Директору не сиделось на месте, он встал и начал нарезать круги по комнате, Кривому оставалось только крутить вслед головой:
— Представь себе глухого на концерте симфонической музыки. Причем не просто глухого, а какого-нибудь жителя экзотического острова, где не слышит все население. Что он видит, что понимает? Итак, в зале гаснет свет, музыканты замирают, ожидая взмаха дирижерской палочки.
Дирижер — вот ради кого, видимо, все и собираются — он выходит последним, его приветствуют в начале и провожают аплодисментами в конце. Все сидят, он стоит — он лидер, доминант. И что делает дирижер? Размахивает руками. Конечно, глухой островитянин догадывается, что это не все, конечно, за всем этим есть некий смысл, он уверен, что, если научиться делать то же, откроется какое-то новое знание, то самое, которое и превращает дирижера в такую значимую фигуру… А теперь представим себе, что этот островитянин в точности выучил каждый жест дирижера. Его руки окрепнут. Его чувства обострятся. Но приблизится ли он даже на шаг к музыке? Ты меня понимаешь?
— Пока нет…
— Мы все — племя глухих. Когда-то мы подсмотрели, а может, нам специально что-то показали — что-то, для чего, вполне возможно, у нас даже нет органов чувств. А мы все пытаемся выполнить правильные движения. Иногда у меня такое чувство, что по-настоящему серьезные практики вообще придуманы не для людей. А для кого-то, у кого есть… не знаю, лишняя кость, третий глаз… Это как телевизор без электричества — хорошая вещь, но, пока не воткнешь вилку в розетку, бесполезно нажимать на любые кнопки.
— Зачем тогда? — Кривому хотелось не просто переспросить. Трудно так запросто выбросить из своей жизни сотни часов медитаций, тренировок, постов… Особенно трудно, когда о том, что все это было ни к чему, говорит тебе именно тот человек, который и заставлял через них пройти.
— Дисциплина. Для такого количества подростков и детей с не самыми лучшими исходными данными — это идеально. Очень трудно заниматься глупостями, когда ноет каждая мышца.
— И это всё?
— Ты знаешь, что нет. Пусть немного, но моя программа улучшала каждого из вас.
— Ну да, если долго размахивать руками, можно накачать бицепсы…

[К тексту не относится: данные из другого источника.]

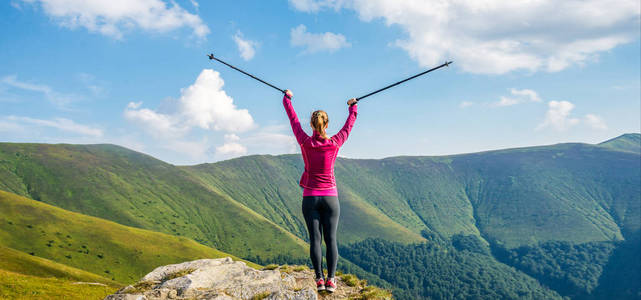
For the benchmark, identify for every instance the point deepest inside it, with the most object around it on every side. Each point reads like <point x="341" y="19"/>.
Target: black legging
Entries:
<point x="322" y="211"/>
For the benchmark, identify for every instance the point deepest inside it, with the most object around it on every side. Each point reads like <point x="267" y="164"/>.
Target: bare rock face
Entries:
<point x="219" y="279"/>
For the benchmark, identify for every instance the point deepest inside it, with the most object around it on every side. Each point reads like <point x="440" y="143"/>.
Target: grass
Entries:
<point x="23" y="263"/>
<point x="261" y="296"/>
<point x="120" y="253"/>
<point x="137" y="190"/>
<point x="372" y="292"/>
<point x="20" y="286"/>
<point x="350" y="279"/>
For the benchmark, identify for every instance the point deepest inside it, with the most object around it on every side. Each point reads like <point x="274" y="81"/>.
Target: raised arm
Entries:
<point x="301" y="136"/>
<point x="342" y="135"/>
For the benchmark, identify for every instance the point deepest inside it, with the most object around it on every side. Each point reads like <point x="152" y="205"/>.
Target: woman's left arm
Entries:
<point x="293" y="118"/>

— И трицепсы. А ещё три удара, которые каждый из вас может исполнить ночью, спьяну, не открывая глаз. Три удара — единственный приём из всей программы, на котором настояла Мария.
— Она знала.
— Они, — директор остановился перед фотографией отца, — Марк называл их Третьими. И никогда не доверял им.
— А Марии?
— Это не доверие. Ты-то должен понимать, — о чем директор не мог знать, так это о гостинице. Или всё-таки знал? — Они всегда знали о падших и готовились к их появлению. Доверять им? Спроси у тех, кто был в ту ночь в Москве. Никакого доверия. Если вдруг захочется довериться, вспомни — больше десяти миллионов человек пропали за одну ночь.
Это наши правители не придумали ничего, кроме того, как швырять бомбы, стоит спутнику засечь новый выброс, и, рано или поздно, они что-то проморгают. А Третьи способны решить вопрос.
— Окончательное решение вопроса?
— Смешно. Ты помнишь, как ты дрался с падшим?
— Не особо.
— Я с вами, конечно, в кафе не был, но не думаю, что ты вдруг как-то кардинально поменял стиль. С точки зрения спортивного фехтования, ты действуешь ужасающе. Стойка на полусогнутых, того гляди, ноги не успеют за корпусом, руки работают отдельно, но все получилось.